The bill improves law enforcement’s ability to store, secure, and retain digital child sexual abuse evidence by using vetted private vendors with strict security and retention rules, but it creates meaningful privacy, civil‑liberties, and legal‑accountability risks and adds compliance costs that may fall to governments and taxpayers.
Law enforcement and prosecutors can contract with vetted vendors to store and manage digital child sexual abuse material, improving evidence availability and the ability to investigate and prosecute offenses (including retention through applicable statutes).
Approved vendors must meet NIST cybersecurity standards, undergo annual independent audits, limit employee access, and log access — steps that reduce the risk of unauthorized disclosure and help preserve chain-of-custody for sensitive material.
Limited liability for vendors performing contracted duties is intended to encourage vendor participation and increase capacity, helping agencies manage large volumes of digital evidence.
Broad immunity and limited liability for vendors could reduce legal accountability and make it harder for victims or others to obtain redress for vendor negligence or misconduct; the immunity regime and its carve-outs may be legally contested, creating uncertainty.
Requiring vendors to store material in the U.S., allowing agency access, and permitting agencies to designate other law enforcement or prosecutors to view stored material increases risks to privacy and civil liberties and could expand dissemination of sensitive images beyond original investigative needs.
Mandated compliance with technical, audit, and notification requirements raises vendor costs that may be passed on to contracting agencies and ultimately taxpayers.
Based on analysis of 2 sections of legislative text.
Authorizes law enforcement to contract with approved vendors to store/manage digital child pornography/obscenity, sets NIST-based security and access rules, and provides limited legal immunity for vendors.
Introduced October 21, 2025 by Marsha Blackburn · Last progress May 21, 2026
Creates a federal program authorizing federal, state, and local law enforcement or prosecutors to contract with privately operated "approved vendors" to securely store, provide access to, and give maintenance/forensic assistance for digital child pornography and child obscenity.
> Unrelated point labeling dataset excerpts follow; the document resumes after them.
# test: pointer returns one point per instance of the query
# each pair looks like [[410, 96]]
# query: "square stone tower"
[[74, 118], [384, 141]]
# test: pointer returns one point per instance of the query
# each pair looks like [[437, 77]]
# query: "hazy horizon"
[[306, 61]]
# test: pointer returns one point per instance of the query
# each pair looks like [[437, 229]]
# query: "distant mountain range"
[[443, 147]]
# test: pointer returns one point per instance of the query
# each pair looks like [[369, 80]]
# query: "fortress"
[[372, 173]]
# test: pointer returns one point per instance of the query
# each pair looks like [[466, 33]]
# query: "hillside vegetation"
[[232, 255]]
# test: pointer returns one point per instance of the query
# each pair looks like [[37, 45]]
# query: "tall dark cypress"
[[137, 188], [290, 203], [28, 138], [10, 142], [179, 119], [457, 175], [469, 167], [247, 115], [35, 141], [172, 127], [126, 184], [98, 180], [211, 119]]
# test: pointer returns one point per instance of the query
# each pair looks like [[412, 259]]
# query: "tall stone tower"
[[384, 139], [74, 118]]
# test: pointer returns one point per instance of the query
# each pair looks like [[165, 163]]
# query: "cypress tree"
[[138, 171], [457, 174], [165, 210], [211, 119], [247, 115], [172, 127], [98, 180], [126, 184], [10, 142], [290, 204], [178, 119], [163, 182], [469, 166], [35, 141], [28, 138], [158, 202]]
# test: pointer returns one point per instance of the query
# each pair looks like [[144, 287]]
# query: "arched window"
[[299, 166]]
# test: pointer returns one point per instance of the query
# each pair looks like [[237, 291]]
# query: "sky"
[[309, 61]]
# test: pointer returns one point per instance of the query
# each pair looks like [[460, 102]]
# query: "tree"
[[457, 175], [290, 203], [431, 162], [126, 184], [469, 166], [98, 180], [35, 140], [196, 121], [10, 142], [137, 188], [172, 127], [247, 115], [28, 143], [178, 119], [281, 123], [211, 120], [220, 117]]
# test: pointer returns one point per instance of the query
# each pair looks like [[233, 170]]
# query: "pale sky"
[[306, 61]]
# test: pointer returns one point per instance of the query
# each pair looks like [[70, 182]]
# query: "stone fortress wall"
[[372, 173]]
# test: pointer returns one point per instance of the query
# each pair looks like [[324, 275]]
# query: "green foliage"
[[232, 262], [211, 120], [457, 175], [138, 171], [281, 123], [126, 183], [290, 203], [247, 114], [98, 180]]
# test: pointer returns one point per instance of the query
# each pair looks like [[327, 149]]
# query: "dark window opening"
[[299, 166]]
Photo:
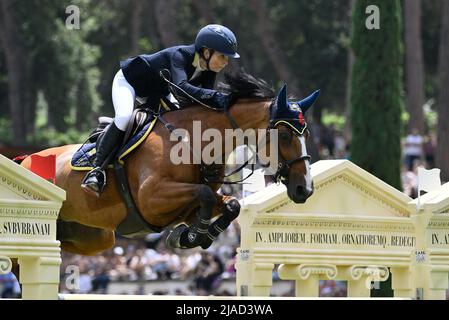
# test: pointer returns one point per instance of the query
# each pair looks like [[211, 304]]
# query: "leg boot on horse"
[[231, 211], [189, 237], [95, 180]]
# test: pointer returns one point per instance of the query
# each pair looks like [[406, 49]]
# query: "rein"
[[283, 166]]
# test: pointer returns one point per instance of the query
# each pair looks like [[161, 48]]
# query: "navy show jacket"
[[142, 73]]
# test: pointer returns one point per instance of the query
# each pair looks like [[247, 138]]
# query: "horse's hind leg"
[[79, 239]]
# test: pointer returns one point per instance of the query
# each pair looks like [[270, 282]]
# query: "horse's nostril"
[[300, 190]]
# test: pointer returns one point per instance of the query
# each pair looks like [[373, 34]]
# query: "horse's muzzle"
[[299, 194]]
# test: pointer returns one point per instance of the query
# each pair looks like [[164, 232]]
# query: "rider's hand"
[[222, 100]]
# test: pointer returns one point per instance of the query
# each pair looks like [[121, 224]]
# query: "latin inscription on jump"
[[329, 238], [24, 228]]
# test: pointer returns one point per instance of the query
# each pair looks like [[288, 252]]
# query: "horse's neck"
[[251, 114], [247, 114]]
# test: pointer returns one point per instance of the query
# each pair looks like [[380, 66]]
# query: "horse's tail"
[[19, 159]]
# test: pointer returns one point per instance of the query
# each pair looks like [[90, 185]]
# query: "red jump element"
[[45, 167]]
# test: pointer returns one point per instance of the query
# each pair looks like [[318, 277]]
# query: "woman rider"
[[193, 68]]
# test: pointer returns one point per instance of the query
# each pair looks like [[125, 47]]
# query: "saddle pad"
[[84, 157]]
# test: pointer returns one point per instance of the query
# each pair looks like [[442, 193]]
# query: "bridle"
[[209, 173], [284, 165]]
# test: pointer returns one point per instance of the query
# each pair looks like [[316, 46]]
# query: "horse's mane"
[[243, 85]]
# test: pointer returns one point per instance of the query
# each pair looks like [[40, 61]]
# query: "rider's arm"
[[179, 77]]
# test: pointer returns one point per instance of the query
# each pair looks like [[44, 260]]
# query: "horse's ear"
[[306, 103], [282, 97]]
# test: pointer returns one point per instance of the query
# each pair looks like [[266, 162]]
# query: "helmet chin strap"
[[211, 51]]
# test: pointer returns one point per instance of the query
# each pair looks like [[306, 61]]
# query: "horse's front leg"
[[170, 196], [229, 207]]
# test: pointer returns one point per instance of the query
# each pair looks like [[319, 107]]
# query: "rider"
[[193, 68]]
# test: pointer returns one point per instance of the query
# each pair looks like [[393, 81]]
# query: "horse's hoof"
[[90, 191], [206, 243], [174, 237]]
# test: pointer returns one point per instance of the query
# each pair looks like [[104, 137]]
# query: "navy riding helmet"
[[218, 38]]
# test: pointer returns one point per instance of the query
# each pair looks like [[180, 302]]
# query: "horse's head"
[[294, 163]]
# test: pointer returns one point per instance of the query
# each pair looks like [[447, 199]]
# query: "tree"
[[272, 49], [414, 67], [442, 152], [166, 21], [12, 43], [376, 96]]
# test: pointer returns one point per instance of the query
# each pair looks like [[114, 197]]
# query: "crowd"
[[150, 259]]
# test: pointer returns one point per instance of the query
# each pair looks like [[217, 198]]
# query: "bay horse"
[[172, 196]]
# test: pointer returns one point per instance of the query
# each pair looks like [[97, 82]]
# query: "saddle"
[[139, 127]]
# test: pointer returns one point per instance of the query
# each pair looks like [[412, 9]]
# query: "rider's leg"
[[123, 96]]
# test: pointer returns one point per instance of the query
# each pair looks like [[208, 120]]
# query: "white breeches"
[[123, 97]]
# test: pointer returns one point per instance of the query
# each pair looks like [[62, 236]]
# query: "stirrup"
[[94, 188], [174, 237]]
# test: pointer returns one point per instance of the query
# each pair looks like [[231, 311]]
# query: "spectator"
[[208, 272], [11, 288], [429, 151], [413, 148]]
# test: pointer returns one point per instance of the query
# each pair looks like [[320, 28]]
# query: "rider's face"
[[218, 62]]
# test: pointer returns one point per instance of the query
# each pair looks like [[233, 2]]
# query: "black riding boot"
[[95, 180]]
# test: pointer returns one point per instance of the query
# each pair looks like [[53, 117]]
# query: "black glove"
[[222, 100]]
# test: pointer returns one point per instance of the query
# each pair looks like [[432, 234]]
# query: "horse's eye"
[[285, 136]]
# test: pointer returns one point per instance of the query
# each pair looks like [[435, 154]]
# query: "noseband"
[[284, 165]]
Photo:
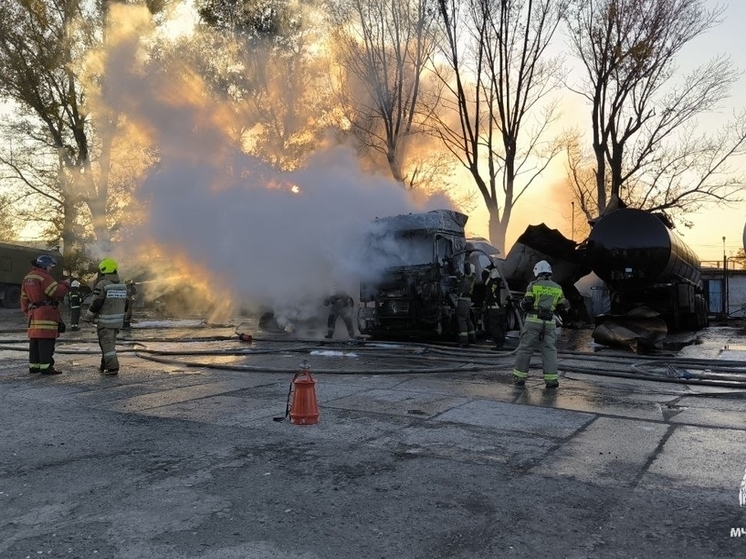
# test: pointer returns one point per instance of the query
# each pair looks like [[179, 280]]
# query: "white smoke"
[[231, 214]]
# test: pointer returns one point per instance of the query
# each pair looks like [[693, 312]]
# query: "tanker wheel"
[[12, 297]]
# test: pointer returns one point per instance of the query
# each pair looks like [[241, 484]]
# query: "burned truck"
[[416, 261], [15, 263]]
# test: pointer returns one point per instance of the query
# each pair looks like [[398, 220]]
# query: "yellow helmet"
[[107, 266]]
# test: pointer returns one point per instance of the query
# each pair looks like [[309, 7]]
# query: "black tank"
[[633, 249]]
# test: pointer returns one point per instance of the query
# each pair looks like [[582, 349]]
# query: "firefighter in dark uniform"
[[341, 305], [107, 308], [543, 297], [466, 332], [494, 311], [74, 299], [40, 297]]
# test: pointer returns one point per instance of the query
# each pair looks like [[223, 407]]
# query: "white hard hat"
[[542, 267]]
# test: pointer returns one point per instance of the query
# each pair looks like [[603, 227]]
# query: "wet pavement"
[[421, 451]]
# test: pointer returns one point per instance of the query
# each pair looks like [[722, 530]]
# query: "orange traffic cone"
[[304, 409]]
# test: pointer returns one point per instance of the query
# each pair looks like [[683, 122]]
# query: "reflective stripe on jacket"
[[545, 295], [109, 302], [40, 294], [466, 287]]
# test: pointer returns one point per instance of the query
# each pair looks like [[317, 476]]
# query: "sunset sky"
[[711, 225]]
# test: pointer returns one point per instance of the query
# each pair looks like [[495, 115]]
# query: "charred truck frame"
[[419, 258]]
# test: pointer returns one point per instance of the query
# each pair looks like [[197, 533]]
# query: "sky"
[[540, 204], [709, 225]]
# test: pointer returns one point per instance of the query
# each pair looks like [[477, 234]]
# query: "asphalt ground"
[[420, 452]]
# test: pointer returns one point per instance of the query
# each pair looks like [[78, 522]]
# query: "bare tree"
[[266, 60], [8, 224], [497, 79], [646, 149], [383, 47], [57, 155]]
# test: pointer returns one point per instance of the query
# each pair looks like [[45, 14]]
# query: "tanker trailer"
[[645, 265]]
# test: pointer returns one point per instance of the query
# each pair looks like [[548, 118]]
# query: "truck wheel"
[[12, 297]]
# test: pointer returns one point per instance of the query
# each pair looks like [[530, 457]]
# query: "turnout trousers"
[[541, 335], [107, 341], [41, 352]]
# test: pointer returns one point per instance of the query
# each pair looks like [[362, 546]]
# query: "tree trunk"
[[498, 230], [598, 150]]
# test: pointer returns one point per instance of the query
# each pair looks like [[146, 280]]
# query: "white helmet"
[[542, 267]]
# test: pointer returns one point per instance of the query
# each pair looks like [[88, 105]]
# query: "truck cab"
[[15, 263], [418, 260]]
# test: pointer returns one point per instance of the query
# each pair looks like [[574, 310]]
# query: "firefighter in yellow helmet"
[[543, 297], [107, 308]]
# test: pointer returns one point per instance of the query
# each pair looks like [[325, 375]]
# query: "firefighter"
[[131, 298], [40, 297], [74, 300], [543, 297], [494, 311], [466, 331], [341, 305], [108, 308]]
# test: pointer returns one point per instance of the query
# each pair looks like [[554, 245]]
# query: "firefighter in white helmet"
[[543, 297]]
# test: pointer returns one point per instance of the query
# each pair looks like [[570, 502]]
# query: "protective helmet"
[[107, 266], [45, 261], [542, 267]]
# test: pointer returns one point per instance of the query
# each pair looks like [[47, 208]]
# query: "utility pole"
[[725, 281]]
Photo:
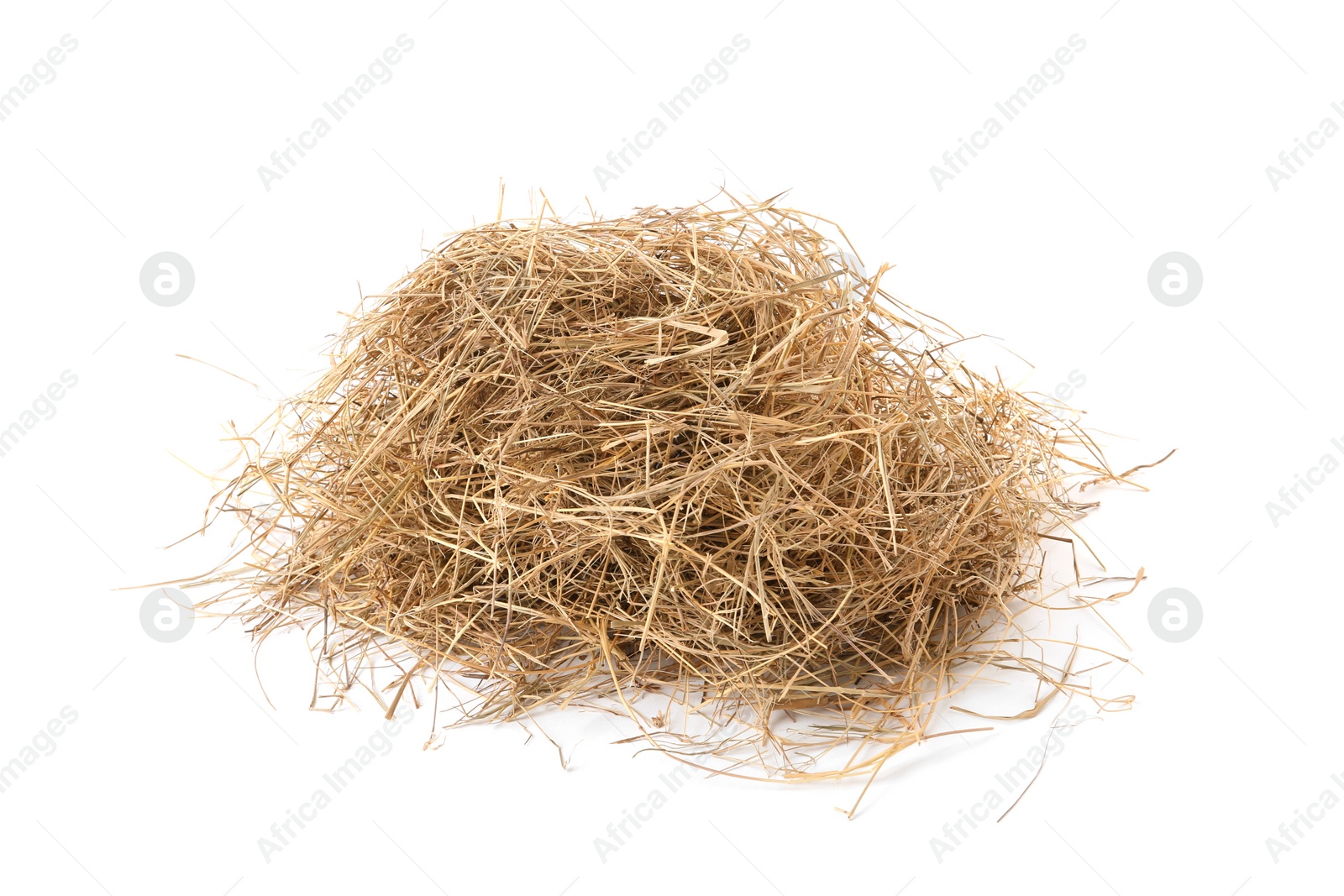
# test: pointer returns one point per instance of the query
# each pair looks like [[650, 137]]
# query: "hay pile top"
[[692, 457]]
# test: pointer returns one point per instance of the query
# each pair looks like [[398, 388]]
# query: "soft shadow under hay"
[[689, 464]]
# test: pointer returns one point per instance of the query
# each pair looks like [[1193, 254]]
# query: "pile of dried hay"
[[685, 453]]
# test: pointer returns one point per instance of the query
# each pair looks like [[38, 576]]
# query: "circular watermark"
[[1175, 278], [1175, 616], [167, 280], [167, 614]]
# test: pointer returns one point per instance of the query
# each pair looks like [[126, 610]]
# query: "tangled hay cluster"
[[692, 456]]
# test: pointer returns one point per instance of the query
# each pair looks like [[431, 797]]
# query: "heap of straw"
[[692, 457]]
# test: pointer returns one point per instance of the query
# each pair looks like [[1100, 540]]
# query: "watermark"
[[167, 614], [167, 278], [620, 832], [1016, 777], [380, 71], [1175, 278], [1175, 616], [42, 745], [1050, 73], [1290, 160], [1068, 387], [282, 833], [1290, 832], [1292, 496], [42, 409], [44, 73], [716, 73]]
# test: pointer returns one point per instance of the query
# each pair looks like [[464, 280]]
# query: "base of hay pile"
[[687, 464]]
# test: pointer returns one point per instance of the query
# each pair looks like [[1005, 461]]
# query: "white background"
[[1156, 140]]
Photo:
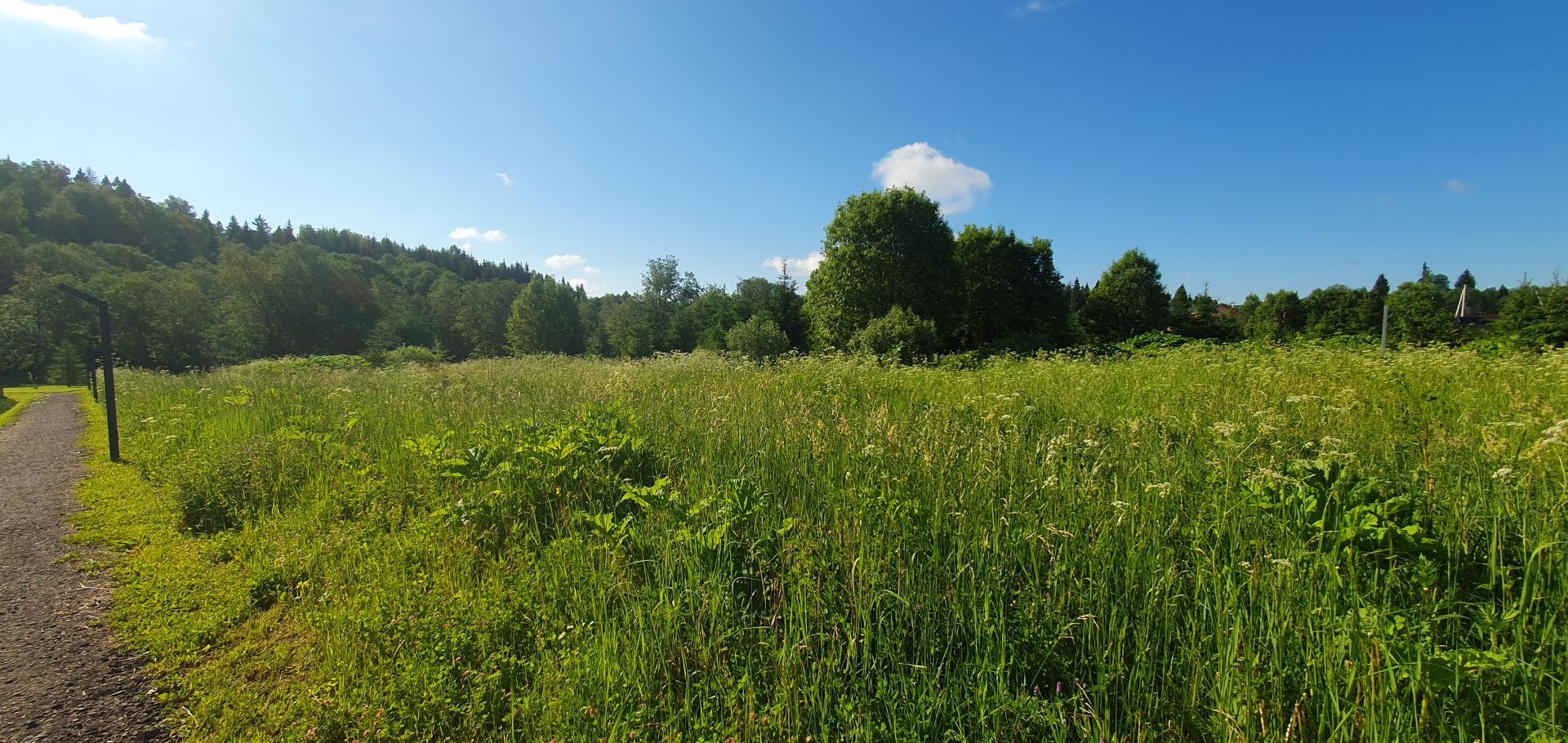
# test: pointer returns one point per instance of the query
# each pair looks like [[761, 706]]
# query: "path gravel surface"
[[61, 676]]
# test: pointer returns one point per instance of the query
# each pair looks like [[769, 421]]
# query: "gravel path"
[[61, 678]]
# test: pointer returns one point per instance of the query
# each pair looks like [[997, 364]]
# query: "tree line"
[[195, 292]]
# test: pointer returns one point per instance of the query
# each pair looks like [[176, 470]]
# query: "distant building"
[[1463, 314]]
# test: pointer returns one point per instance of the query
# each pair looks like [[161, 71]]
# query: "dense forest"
[[195, 292]]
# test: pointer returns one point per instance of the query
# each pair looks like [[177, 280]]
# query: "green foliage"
[[882, 250], [545, 318], [758, 339], [1129, 300], [1419, 313], [1535, 315], [899, 336], [66, 367], [412, 354], [1278, 317], [1236, 543], [1010, 287]]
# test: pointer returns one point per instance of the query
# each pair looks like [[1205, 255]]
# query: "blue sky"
[[1244, 145]]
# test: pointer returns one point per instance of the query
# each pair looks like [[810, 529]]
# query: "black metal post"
[[93, 376], [109, 366]]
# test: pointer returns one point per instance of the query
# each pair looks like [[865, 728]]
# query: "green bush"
[[1535, 315], [758, 339], [412, 354], [899, 336]]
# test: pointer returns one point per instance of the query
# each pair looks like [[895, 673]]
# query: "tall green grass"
[[1198, 545]]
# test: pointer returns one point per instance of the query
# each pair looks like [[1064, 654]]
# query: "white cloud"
[[69, 19], [797, 267], [564, 262], [1039, 7], [472, 234], [952, 184]]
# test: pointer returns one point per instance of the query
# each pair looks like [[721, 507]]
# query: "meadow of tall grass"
[[1200, 545]]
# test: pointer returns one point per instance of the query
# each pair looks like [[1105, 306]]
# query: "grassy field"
[[1294, 545], [16, 398]]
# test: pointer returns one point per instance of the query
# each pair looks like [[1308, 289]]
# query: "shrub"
[[412, 354], [898, 336], [758, 339]]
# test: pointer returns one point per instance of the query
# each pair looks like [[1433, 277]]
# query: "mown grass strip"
[[16, 398], [226, 670]]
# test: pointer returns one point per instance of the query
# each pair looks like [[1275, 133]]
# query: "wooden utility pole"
[[107, 353]]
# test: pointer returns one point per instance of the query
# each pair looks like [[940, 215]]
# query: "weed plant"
[[1192, 545]]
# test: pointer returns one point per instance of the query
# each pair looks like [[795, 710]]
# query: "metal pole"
[[109, 366], [93, 376], [1385, 328], [109, 385]]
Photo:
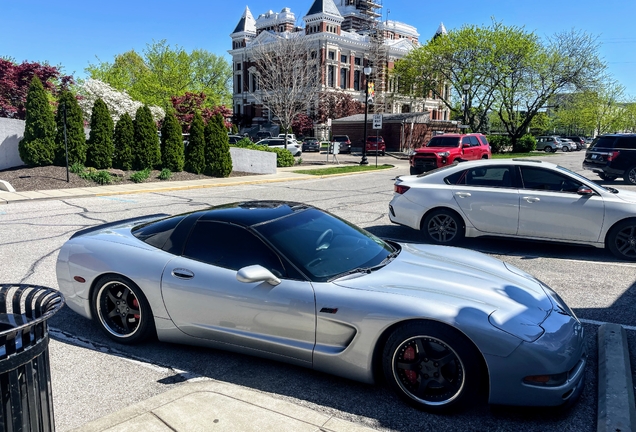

It grants those approved vendors broad civil and criminal immunity for actions taken while performing their contractual duties, with explicit exceptions for intentional misconduct, negligence, malice, reckless conduct, or acts unrelated to the contract. The bill also requires approved vendors to follow specified cybersecurity and access controls, including aligning protections with the current NIST Cybersecurity Framework.